Des tirs en l’air dont l’origine ne pouvait être déterminée, des cris, des sirènes de police pouvaient être entendus. De la fumée se dégageait d’un gros feu.
Dans une vidéo fournie à l’AFP par le gouvernement grec, on voit des policiers turcs en train de tirer des grenades lacrymogènes contre les policiers grecs au poste-frontière.
Depuis l’ouverture des frontières par Ankara, quelque 1.720 migrants ont rejoint les îles de la mer Egée, selon Athènes, s’ajoutant aux 38.000 exilés déjà présents sur ces territoires grecs.
Négociations à Ankara
Dans son discours mercredi, M. Erdogan a accusé les Européens de « piétiner » les droits humains en « battant, coulant les embarcations et même en tirant » sur les migrants qui cherchent à se rendre en Europe.
Alarmée par l’afflux de migrants, l’Union européenne a dépêché son chef de la diplomatie Josep Borrell et le président du Conseil européen Charles Michel à Ankara, où ils ont été reçus mercredi par M. Erdogan.
La veille, plusieurs hauts responsables européens s’étaient rendus en Grèce pour exprimer leur soutien et promettre « toute l’aide nécessaire » à Athènes.
« Ceux qui cherchent à tester l’unité de l’Europe seront déçus », avais mis en garde la présidente de la Commission européenne Ursula von der Leyen.
La décision prise par Ankara d’ouvrir ses frontières intervient au moment où la Turquie cherche à obtenir un appui occidental en Syrie, où elle mène une offensive et où elle est confrontée à un afflux de déplacés.
Ankara, qui accueille déjà 3,6 millions de Syriens sur son sol, réclame depuis plusieurs mois la création d’une « zone de sécurité » dans le nord de la Syrie, pour y installer les personnes déplacées.
Elle occupe déjà d’importantes zones dans le nord syrien et à l’est de l’Euphrate dans le cadre de deux offensives précédentes.
Après plusieurs semaines d’escalade des tensions dans cette région, Ankara a déclenché la semaine dernière une offensive contre le pouvoir syrien.
Ayant aidé les groupes terroristes à reconquérir Saraqeb, son aide n’a pas permis de la conserver. cette localité stratégique est tombée en 24 heures entre les mains des soldats syriens et de leurs alliés.
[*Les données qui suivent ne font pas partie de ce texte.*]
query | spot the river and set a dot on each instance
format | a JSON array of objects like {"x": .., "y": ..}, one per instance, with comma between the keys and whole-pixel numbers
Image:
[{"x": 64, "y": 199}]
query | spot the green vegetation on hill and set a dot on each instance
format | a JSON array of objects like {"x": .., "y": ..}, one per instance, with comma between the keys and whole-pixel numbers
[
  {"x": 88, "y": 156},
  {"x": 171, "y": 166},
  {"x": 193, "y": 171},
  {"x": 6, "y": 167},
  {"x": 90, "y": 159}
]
Et les soldats russes s’y sont déployés.
Le ministère turc de la Défense a annoncé mercredi la mort de deux nouveaux soldats dans des tirs de l’armée, portant à près de 40 les pertes depuis la semaine dernière à Idleb.
La Turquie, qui a abattu mardi un avion syrien, le troisième depuis dimanche, a en revanche perdu un certain nombre de drones. 11 selon le correspondant de la télévision iranienne arabophone al-Alam. ses troupes se trouvent dans une mauvaise posture.
Ces affrontements se produisent à la veille d’une rencontre cruciale à Moscou entre M. Erdogan et le président russe Vladimir Poutine.
Le président turc a indiqué mercredi qu’il espérait arracher « un cessez-le-feu le plus rapidement possible » lors de ce sommet.